For Lacki, the catalogue could help “close any gaps” that might occur in the planning of astronomical surveys because something might not be “fashionable” at that time.

“The catalogue is supposed to contain ‘one of everything’,” he said. “That includes both the things we find exciting, but also some relatively obscure and seemingly mundane objects. In the past, some things that have seemed ordinary have turned out to lead to great discoveries.”

Looking to the future, Lacki’s hopes are that rather than just being a catalogue containing one of everything, it could include “10 of everything, then a hundred of everything, and so on”.

AI and ET

While the obvious solution to help speed this work along is gaining access to more storage space, machine learning is where the Breakthrough Listen team sees real changes in the years to come. Instead of a human stumbling on a new discovery while working late into the night, new mysteries might be discovered thanks to AI. Not only that, but it could help prevent a discovery from slipping through the cracks.

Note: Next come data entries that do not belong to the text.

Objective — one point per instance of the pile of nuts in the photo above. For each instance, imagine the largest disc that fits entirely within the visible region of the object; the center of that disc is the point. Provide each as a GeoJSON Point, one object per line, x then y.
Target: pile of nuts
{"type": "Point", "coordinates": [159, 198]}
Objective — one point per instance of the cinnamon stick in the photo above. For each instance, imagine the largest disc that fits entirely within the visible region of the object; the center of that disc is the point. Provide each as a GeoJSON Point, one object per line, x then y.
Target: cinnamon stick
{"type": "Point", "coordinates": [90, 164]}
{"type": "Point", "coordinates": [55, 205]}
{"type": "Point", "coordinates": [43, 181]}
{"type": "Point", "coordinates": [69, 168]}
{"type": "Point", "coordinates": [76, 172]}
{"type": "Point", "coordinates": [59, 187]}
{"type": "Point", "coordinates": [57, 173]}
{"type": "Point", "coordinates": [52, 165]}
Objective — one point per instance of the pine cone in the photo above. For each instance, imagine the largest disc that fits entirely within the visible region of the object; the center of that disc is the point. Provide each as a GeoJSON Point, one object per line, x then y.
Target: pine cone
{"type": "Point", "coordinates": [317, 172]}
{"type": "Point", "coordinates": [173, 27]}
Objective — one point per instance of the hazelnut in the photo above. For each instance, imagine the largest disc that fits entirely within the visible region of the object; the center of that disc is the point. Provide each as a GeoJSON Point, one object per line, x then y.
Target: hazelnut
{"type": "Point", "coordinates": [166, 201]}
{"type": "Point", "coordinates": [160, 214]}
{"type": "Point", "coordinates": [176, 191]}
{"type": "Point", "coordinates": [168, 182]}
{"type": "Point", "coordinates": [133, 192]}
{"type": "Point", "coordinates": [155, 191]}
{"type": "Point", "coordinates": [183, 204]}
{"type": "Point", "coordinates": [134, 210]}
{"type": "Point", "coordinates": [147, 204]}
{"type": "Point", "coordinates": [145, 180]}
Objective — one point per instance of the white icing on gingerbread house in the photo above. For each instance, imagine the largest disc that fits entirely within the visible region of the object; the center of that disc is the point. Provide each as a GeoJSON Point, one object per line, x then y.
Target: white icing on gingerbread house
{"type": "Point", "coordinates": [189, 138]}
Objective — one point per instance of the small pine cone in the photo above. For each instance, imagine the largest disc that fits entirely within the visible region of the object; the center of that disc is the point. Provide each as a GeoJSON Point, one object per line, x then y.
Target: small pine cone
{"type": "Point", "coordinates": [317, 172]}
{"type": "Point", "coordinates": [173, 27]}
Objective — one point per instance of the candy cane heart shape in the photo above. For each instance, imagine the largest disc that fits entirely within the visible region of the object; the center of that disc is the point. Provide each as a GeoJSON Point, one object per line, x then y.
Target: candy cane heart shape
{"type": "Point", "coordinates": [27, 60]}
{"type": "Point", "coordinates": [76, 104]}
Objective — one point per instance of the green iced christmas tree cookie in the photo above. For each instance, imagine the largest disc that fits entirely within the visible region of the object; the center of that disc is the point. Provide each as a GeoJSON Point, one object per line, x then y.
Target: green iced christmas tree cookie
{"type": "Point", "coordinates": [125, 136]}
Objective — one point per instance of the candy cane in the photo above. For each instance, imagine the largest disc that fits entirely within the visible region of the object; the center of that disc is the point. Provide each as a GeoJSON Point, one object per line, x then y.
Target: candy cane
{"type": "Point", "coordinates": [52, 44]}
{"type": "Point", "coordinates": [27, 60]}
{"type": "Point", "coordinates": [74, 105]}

“For about 20 years, there’s been talk about how one might take a vast database and visualise the properties of objects as ‘clouds’ in some parameter space,” Lacki said. “We might be able to look for natural divisions between different types of targets by looking for distinct clusters in a database, and machine learning can aid that.”

So will one of the largest data science projects of its kind really one day help confirm the potential existence of extra-terrestrial life? For Lacki, compiling such a large list of objects only helps in furthering astronomy by potentially discovering something unexpected that we might have missed.

While it’s almost impossible to categorise what intelligent extra-terrestrial life could look like, Lacki feels endeavours such as this enormous data science project can help at least give us a starting point.

“Maybe there are things out there which will appear bizarre and uncanny, but will turn out to be just as interesting as a planet of beings like ourselves,” he said. “That kind of discovery, I think, is most likely to happen if we look at the more extreme or off-beat objects, like those found in the Exotica catalogue.”